The embarrassing diplomatic incident comes as Ukraine's President Viktor Yanukovych was due to hold crisis talks with Russian counterpart and ally Vladimir Putin on the sidelines of the opening ceremony of the Winter Olympics in Sochi.

Washington and Brussels have engaged in a diplomatic standoff with Kiev and Moscow over mass protests that erupted in Ukraine in November when Yanukovych rejected a pact with the EU in favour of closer ties with former Soviet master Russia.

But the leaked phone call appears to reveal US frustration with the EU over the handling of the long-running crisis.

Washington's new top diplomat for Europe, Victoria Nuland, apologised Thursday for her comments.

“F**k the EU,” Nuland says in what appeared to be a recent phone call with US ambassador to Kiev, Geoff Pyatt, which was somehow intercepted and uploaded onto YouTube accompanied by Russian captions.

The US State Department was left fuming after the leak, pointing the finger at Russia for allegedly bugging the diplomats' phones.

“Certainly we think this is a new low in Russian tradecraft,” said spokeswoman Jen Psaki, who did not dispute the authenticity of the call.

In the recording, which went viral after being re-posted by an aide to Russia's Deputy Prime Minister Dmitry Rogozin, Nuland and Pyatt discuss frankly which opposition figures should go into the new Ukrainian government.

“That would be great I think to help glue this thing and have the UN glue it and you know, f**k the EU,” Nuland says, in apparent frustration at policy differences.

The conversation appeared to have been held shortly after Yanukovych accepted his pro-Russian government's resignation on January 28.

Nuland, currently in Kiev, is expected to speak with the media later Friday.

State Department spokeswoman Psaki said Nuland had already apologised to her counterparts in Brussels, who refused to be drawn into the controversy on Friday.

“The EU is engaged in helping the people of Ukraine through the current political crisis.
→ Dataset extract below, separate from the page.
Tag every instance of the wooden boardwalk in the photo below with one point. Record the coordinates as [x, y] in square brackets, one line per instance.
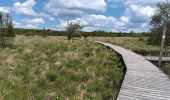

We don't comment on leaked alleged telephone conversations,” said a spokeswoman for EU foreign affairs head Catherine Ashton, refusing further comment.

Russia also had no official reaction to the call while the aide who posted it, Dmitry Loskutov, said that he was browsing the Internet when he saw it on his “friend's feed in a social network.”

The leak came as diplomatic tensions over Ukraine flared between the two former Cold War foes, with Putin's economic adviser Sergei Glazyev accusing Washington of funding the protesters and even supplying them with ammunition.

“According to our information, American sources spend $20 million a week on financing the opposition and rebels, including on weapons,” Glazyev, a hawkish advisor viewed as the Kremlin pointman on Ukraine told the Ukrainian edition of Kommersant newspaper shortly before the leak went viral.

In Russia's Black Sea city of Sochi, Yanukovych was expected to discuss a critical bailout deal for his crisis-hit country.

In December, Putin promised Yanukovych the $15 billion bailout but said last week the financing would not be released in full until the formation of a new government in Kiev.

Only $3 billion has so far been transferred to Ukraine.

Yanukovych flew to Sochi shortly after naming his close ally Sergiy Arbuzov as acting prime minister and is likely to try to convince Moscow that the government is still committed to the terms of the bailout.

Meanwhile a prominent Ukrainian activist who was kidnapped, tortured and left for dead last month said he believed Russian special forces were behind the ordeal.

Dmytro Bulatov, who was dumped in a forest outside Kiev in late January, said his captors were most interested in his alleged connections to the United States.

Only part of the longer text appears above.